Baby Doe’s real name was Bella Bond, daughter of Rachelle Bond, 40, and her boyfriend Michael McCarthy, 35. After three months of dead ends, an anonymous person called in to inform the department that Ms. Bond’s young daughter had died.
The authorities quickly matched Baby Doe’s DNA and Rachelle and Michael were taken into custody on Thursday. On Friday, McCarthy was charged with murder and Bond with being an accessory to murder after the fact.
“We allege that McCarthy caused Bella’s death, that he did so intentionally, that he and Bond took specific steps to keep Bella’s death a secret and to avoid prosecution,” said Suffolk County District Attorney Daniel Conley.
While the medical examiners have not yet released an official cause of death, reports indicate that Bella was punched in the stomach multiple times. Bond says her boyfriend McCarthy is responsible for that- he thought the child was possessed.
“The tragedy of her death is compounded by the fact that her short life ended not by illness or accident, but we believe by an act of violence in the very place where she should have felt safest, in her home,” said Conley.
Upon learning Baby Doe’s identity, it became clear that social workers had visited the Bond home several times on suspicions of neglect. Yet somehow, Bella fell through the cracks.
The Massachusetts Department of Children and Families (DCF) had been keeping tabs on Bond for several years. Two of Rachelle’s older children were already taken from her custody.
With the Baby Doe photos all pervasive this summer, neighbors must have at suspected that Baby Doe was really Bella. They claim to have believed that the toddler had been taken away by social services like the other children.
“I didn’t put two and two together,” said Siomy Torres, a neighbor. “I didn’t want to get into that lady’s business. She always had these creepy guys hanging around.”

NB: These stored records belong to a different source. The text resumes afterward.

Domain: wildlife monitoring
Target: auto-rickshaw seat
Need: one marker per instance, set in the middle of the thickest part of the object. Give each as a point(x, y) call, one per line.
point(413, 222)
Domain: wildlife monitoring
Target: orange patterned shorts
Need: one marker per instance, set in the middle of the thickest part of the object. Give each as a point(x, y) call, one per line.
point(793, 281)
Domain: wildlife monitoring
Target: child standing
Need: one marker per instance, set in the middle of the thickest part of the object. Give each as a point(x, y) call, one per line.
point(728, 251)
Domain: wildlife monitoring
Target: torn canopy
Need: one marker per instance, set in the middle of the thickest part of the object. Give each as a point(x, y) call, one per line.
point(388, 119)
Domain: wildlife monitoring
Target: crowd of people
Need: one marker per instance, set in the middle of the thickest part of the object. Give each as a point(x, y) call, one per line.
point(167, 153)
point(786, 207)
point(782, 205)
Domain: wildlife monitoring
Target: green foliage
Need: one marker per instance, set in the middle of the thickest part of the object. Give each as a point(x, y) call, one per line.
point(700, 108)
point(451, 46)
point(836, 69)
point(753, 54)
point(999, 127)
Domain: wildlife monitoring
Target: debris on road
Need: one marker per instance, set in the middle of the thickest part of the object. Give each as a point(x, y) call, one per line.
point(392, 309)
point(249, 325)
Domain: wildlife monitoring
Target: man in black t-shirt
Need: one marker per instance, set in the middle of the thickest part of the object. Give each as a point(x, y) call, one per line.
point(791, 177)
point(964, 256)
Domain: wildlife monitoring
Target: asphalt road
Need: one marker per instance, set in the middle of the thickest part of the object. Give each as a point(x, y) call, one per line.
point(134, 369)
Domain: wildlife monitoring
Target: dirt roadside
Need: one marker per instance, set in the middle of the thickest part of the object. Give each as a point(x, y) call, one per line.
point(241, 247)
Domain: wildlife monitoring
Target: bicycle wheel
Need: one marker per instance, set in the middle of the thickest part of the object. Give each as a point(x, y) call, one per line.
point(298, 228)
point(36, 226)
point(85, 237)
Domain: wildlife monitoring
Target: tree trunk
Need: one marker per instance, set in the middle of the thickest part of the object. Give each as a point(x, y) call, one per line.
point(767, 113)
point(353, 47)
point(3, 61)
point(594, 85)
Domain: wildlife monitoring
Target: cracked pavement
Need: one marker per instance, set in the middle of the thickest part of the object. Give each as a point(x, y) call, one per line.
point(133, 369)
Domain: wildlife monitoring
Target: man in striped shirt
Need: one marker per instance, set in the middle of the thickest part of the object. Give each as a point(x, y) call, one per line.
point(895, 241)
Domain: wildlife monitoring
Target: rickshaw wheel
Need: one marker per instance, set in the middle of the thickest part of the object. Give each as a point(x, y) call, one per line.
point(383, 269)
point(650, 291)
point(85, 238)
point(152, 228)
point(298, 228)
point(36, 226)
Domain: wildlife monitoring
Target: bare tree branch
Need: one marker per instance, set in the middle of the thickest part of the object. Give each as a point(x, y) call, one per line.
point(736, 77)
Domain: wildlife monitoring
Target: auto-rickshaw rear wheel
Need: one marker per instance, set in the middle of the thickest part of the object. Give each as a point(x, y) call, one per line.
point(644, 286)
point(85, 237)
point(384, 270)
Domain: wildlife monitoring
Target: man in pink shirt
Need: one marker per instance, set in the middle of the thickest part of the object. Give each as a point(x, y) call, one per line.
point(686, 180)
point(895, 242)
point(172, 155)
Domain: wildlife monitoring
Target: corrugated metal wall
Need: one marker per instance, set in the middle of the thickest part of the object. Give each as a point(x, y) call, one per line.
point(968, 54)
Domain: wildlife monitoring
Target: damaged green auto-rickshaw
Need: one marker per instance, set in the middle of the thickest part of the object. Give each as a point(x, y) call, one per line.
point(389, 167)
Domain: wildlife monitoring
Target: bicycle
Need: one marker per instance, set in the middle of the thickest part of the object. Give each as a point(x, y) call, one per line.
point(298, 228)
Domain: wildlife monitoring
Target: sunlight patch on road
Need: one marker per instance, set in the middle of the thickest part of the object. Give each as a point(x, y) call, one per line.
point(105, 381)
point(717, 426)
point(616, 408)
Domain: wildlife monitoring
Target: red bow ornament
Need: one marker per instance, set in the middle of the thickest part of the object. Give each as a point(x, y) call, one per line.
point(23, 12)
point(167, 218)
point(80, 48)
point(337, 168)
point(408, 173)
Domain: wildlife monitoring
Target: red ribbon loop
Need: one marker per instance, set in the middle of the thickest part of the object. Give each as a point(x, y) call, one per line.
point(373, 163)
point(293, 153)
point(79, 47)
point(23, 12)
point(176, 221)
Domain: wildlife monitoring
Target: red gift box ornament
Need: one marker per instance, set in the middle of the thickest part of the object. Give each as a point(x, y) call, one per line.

As for the DCF, they of course diligently searched through all open cases for a match to Baby Doe’s reconstructed photos. Yet, Bella’s case was closed. The Department did not check through closed files.
This highlights a worrisome trend in the Massachusetts Department of Children and Families- and perhaps throughout the nation. 95 children who had social workers investigating their case have died in the last ten years. And that is only the known open cases.
“Some of the deaths make headlines, but many more children die anonymously, half of them before they celebrate their first birthday,” according to a lengthy expose the Boston Globe wrote on the issue.
Yet many point out that concern for the lives of America’s youngest citizens is always short lived.
“During recent public hearings, legislators were quick to make blustering criticisms of DCF,” said Ms. Bernier, executive director of Massachusetts Citizens for Children. “Where was all this indignation when decisions were made to reduce its budget and cripple it with 200 less social workers? Everyone has to take responsibility here.”
The mother, Rachelle Bond, has a criminal history of heroin possession and prostitution.
“This child, whose very name means beauty, was murdered,” said Conley.